De lezersrubriek werd aanvankelijk verzorgd door Van der Louw, die toen al als een vreemde eend in de bijt werd beschouwd. Hij was zo'n tien jaar ouder dan de overige redacteuren, en had mede dankzij zijn pijp een vaderlijke uitstraling. Muller vond hem achteraf "een pijprokende erudiete man die mij het gevoel gaf dat ik ergens bij hoorde". Tussen Muller en de rest van de redactie boterde het echter niet erg en toen Muller negen maanden na de oprichting besloot om een wekelijkse column voor De Telegraaf te schrijven, werd hij er door Van der Louw van beschuldigd veel te rechts te zijn voor Hitweek. Hierop verliet Muller woedend de redactie.
Wim de Bie bracht in het najaar van 1968 in het artikel Wij zijn tevreden een discussie op gang over het bestaansrecht van Hitweek. In 1969 werd het blad omgedoopt in het tweewekelijkse Aloha, met een grotere nadruk op grafische vormgeving, waarin niet de minste van de jonge generatie Nederlandse tekenaars hun werk lieten zien.
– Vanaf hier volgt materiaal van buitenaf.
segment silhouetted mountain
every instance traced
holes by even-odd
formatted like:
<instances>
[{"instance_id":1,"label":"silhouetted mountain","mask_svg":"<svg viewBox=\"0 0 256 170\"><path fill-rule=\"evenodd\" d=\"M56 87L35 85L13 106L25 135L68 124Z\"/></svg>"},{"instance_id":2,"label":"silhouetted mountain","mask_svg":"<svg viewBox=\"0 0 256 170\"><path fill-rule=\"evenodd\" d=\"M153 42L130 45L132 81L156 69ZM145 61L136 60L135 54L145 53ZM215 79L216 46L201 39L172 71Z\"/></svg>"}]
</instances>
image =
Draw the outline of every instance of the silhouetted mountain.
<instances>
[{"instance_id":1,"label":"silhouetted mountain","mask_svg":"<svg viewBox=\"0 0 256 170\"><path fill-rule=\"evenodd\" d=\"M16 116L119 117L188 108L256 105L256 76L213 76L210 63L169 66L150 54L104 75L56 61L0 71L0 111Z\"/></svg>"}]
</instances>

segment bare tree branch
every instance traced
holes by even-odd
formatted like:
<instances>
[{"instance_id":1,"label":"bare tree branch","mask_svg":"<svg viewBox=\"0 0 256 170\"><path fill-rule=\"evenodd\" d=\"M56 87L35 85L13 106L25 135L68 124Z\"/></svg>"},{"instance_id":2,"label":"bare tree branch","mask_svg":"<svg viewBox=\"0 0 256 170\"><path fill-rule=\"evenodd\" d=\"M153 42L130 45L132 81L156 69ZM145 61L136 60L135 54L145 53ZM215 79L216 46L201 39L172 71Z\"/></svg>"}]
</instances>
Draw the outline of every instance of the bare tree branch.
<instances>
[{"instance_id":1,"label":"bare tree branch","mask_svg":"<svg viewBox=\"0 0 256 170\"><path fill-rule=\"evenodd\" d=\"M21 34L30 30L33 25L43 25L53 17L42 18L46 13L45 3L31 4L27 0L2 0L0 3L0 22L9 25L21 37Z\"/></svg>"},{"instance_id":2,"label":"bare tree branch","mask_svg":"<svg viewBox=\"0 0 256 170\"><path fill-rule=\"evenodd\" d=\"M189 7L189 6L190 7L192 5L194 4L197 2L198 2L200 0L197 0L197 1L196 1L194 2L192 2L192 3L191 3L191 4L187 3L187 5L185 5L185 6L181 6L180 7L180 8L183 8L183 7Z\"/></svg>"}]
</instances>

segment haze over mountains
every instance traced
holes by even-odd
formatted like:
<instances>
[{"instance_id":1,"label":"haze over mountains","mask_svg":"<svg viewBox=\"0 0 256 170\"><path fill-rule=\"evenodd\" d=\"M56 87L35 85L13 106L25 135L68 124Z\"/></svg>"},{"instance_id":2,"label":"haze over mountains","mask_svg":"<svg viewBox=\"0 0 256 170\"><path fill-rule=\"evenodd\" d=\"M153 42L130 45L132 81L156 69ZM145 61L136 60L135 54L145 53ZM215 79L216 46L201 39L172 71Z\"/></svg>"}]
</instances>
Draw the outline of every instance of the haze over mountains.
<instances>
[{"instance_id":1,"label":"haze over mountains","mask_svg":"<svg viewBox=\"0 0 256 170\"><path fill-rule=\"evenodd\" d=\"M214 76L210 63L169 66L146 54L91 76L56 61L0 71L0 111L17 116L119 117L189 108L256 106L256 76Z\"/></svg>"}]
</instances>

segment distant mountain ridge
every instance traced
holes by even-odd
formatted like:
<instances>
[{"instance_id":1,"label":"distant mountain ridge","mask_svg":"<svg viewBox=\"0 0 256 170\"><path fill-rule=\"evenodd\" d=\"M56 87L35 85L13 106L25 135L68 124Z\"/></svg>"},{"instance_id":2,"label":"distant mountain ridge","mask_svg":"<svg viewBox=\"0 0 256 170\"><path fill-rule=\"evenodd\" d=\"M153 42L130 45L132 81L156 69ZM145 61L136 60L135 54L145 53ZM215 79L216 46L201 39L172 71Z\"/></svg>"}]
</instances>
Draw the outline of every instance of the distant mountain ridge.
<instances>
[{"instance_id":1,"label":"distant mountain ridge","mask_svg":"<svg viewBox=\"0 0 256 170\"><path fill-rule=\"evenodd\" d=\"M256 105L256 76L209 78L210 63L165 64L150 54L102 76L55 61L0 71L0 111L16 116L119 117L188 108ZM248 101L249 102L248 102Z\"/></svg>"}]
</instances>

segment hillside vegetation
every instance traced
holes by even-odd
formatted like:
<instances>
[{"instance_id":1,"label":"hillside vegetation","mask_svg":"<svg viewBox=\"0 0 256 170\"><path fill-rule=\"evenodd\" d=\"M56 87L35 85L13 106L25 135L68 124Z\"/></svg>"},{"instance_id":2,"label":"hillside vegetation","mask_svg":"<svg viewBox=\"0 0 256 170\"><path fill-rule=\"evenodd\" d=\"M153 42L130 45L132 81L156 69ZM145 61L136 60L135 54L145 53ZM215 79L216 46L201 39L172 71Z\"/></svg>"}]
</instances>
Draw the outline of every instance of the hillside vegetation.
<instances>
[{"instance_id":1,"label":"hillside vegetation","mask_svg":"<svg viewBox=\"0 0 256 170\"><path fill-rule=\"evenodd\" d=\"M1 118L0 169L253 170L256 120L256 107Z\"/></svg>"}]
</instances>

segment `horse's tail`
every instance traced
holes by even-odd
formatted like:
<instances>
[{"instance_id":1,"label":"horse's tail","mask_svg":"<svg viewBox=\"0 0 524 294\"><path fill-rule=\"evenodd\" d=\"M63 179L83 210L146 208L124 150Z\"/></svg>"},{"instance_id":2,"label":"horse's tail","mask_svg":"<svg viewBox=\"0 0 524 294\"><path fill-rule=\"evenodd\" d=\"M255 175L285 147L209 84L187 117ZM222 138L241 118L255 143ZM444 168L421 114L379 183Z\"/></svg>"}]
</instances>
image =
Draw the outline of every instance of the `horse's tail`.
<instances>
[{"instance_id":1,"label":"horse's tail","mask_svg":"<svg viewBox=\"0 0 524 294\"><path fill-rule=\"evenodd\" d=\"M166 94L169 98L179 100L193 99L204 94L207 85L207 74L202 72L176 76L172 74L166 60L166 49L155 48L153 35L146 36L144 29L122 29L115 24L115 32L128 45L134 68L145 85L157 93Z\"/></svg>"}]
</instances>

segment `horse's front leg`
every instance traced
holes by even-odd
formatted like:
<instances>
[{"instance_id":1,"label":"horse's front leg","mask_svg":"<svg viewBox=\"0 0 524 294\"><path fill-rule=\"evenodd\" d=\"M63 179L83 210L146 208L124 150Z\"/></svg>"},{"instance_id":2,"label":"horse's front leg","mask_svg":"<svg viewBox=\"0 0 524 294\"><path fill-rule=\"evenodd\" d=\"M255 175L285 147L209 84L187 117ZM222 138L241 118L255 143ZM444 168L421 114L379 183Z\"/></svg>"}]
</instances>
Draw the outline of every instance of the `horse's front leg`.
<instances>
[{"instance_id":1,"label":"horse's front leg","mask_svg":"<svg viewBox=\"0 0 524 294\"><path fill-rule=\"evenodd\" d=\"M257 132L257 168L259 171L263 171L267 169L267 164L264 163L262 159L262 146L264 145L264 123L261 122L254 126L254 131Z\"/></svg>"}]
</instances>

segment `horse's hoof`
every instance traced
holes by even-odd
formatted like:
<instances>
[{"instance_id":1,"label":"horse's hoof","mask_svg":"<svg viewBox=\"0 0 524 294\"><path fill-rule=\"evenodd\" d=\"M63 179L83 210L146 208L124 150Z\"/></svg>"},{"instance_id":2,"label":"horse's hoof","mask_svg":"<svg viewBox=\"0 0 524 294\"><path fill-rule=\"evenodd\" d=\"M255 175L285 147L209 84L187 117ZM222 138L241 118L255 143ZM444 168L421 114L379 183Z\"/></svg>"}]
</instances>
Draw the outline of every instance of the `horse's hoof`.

Voor de vormgeving en de strips gingen Piet Schreuders en Aart Clerkx een belangrijke rol spelen. Ook namen de lezers kennis van buitenlandse undergroundstrips, zoals die van Robert Crumb, Victor Moscoso en Gilbert Shelton. Koos Zwart werd hoofdredacteur en ook Mohamed El-Fers werd vaste medewerker. Omdat het aandeel muziek terugliep, werd Aloha begin jaren zeventig al gauw overtroefd door Muziekkrant OOR. Ondanks een actie van oud-Hitweek-redacteur Pim Oets, was Aloha toen geen lang leven meer beschoren.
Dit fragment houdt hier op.